Just from a cursory glance, it looks like you’re talking about implementing linear least squares, no?

No. L1 norm minimization.

Least Squares is L2 norm minimization, which is what is used for “OPR” computation here on CD. I am postulating that min L1 norm may be a better metric for FRC scouting purposes.

In the attached example, only 19% of the min_L2_norm computed alliance scores fall within +/-10 points of the actual alliance scores, whereas 41% of the min_L1_norm computed ones do.

*

Hi Jared,

As I mentioned to you privately, I was able to duplicate your Python/cvxopt results exactly on a Debian Linux installation of Python/cvxopt.

Since then I’ve had some free time and came back to the challenge of getting it to work in Octave (MatLab).

The solution turned out to be to convert the original nonlinear/nondifferentiable problem – min(sum(abs(Ax-b))) – into a linear program and solve it with Octave’s glpk (or MatLab’s linprog) LP solver.

According to tic/toc, Octave/glpk took 0.125 seconds to solve on my 8-year-old desktop running XP.

The resulting solution, however, is interestingly different from yours. Although the L1 norm of the residuals of both solutions are virtually identical (to the 4th decimal place), the L2 norm of the glpk LAD residuals is 0.2 smaller than cvxopt’s.

Although min L2 norm of residuals is mathematically unique, L1 is not. I assume that accounts for the difference.

From all the data that I’ve looked at so far, min L1 norm of residuals (Least Absolute Deviation or LAD) appears to be a slightly better metric than L2 (Least Squares). Now that efficient methods of computing LAD have been identified perhaps that opens a whole new world of fun number crunching for the stats mavens here on CD.

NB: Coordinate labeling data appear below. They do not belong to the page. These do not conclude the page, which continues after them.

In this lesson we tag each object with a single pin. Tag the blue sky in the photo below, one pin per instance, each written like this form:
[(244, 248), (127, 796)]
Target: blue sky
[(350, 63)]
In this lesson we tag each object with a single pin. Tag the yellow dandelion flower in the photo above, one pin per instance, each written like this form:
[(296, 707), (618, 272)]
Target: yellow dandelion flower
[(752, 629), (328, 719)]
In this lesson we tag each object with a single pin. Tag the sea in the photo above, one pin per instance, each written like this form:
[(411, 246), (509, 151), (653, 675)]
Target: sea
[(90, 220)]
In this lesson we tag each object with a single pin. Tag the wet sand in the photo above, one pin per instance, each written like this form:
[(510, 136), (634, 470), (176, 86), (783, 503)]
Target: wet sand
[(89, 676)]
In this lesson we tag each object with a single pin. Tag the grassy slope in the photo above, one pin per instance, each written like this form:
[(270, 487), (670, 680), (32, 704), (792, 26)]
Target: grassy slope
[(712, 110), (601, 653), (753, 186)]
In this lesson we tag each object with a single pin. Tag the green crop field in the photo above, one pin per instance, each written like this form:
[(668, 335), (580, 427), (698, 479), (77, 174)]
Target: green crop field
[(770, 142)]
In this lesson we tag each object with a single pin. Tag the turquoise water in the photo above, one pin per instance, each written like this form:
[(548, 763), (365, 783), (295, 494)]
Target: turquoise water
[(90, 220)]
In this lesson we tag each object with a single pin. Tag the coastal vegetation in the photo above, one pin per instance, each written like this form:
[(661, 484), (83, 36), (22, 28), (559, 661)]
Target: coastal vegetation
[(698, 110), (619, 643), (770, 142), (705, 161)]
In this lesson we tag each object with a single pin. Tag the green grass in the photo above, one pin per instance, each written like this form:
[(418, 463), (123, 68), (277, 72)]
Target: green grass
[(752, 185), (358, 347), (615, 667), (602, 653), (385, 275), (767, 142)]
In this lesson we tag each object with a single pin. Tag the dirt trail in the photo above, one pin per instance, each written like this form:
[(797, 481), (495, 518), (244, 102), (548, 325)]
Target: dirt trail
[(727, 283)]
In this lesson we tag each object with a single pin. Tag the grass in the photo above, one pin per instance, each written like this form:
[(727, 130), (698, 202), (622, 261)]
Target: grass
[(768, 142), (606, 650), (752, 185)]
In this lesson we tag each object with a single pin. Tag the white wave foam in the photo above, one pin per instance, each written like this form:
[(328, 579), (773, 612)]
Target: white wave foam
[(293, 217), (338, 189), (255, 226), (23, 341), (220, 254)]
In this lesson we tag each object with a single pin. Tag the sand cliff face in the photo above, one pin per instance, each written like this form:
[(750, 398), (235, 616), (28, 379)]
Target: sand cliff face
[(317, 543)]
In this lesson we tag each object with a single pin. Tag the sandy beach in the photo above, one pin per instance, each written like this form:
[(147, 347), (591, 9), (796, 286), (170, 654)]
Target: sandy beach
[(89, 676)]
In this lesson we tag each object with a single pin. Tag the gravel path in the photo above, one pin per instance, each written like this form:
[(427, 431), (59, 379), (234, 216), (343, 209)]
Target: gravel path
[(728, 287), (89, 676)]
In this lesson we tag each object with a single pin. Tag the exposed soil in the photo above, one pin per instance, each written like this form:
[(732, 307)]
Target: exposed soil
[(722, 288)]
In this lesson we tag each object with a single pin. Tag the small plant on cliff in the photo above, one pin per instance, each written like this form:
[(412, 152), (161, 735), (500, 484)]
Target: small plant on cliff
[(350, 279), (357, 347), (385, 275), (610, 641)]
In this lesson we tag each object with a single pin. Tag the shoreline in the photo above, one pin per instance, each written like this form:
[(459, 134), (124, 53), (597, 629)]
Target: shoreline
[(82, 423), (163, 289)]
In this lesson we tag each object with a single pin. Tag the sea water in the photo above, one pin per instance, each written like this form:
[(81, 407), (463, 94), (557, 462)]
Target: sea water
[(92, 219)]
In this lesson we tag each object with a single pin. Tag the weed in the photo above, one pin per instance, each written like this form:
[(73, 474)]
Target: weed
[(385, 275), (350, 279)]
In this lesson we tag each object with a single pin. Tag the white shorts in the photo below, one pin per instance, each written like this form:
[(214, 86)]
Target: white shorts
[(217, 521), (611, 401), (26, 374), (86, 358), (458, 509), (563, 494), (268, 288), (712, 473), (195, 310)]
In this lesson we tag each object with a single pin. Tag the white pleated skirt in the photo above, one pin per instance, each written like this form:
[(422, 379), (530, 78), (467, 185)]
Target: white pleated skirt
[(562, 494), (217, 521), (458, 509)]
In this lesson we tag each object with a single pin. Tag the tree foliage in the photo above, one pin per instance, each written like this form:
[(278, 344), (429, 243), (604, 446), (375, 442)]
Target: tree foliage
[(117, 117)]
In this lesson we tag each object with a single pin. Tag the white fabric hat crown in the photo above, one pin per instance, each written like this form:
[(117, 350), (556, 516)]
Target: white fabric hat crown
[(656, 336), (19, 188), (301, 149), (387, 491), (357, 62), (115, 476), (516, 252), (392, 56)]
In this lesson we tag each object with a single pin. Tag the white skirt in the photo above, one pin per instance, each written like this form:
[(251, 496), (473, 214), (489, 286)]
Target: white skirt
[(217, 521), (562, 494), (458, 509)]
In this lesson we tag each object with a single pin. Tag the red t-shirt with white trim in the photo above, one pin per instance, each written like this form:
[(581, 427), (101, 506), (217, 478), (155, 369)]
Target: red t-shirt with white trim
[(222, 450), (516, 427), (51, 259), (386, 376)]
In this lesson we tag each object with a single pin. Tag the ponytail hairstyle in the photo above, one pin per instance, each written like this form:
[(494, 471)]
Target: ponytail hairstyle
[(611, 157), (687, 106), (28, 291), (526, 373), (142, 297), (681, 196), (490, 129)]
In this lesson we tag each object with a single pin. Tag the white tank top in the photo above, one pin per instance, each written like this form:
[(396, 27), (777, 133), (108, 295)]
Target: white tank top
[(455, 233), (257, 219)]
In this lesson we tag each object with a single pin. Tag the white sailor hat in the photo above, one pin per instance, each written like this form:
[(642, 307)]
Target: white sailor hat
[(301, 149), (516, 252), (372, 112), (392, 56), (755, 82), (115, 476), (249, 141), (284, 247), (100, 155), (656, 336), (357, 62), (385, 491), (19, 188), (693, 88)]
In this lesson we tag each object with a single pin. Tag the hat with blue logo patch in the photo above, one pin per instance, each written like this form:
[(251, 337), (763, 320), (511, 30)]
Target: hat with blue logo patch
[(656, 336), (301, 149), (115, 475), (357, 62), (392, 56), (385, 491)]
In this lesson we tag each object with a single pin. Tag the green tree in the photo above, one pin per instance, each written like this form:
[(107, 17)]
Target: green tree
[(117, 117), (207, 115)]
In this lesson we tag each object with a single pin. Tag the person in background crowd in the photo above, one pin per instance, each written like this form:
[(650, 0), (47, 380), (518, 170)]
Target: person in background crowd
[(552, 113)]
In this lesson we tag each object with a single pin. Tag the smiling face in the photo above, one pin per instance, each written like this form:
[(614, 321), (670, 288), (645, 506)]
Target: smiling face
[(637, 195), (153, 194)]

Are there any R, Mathematica, SciLab, etc gurus out there who would be interested in doing the LAD computation and posting results?

I also got an implementation using fmin_cobyla working, but it is much slower (and/or needs some parameter tuning). Minutes instead of sub-second.

That doesn’t surprise me. I think any approach that doesn’t first convert the LAD problem to an LP problem is going to be much more computation-intensive.

Well it’s not any of the above, but I generated solutions with MOSEK, Gurobi, OOQP, and XpressMP using the online NEOS solvers.

*

NEOS - Least Absolute Deviation via LP.zip (5.15 KB)

NEOS - Least Absolute Deviation via LP.zip (5.15 KB)

Just generated the solution using Windows version of stand-alone console app glpsol.exe from GLPK package available here:

It 0.1 sec to generate the LP and solve it.

Still looking for any gurus who might be able to help with the syntax for solving this using R.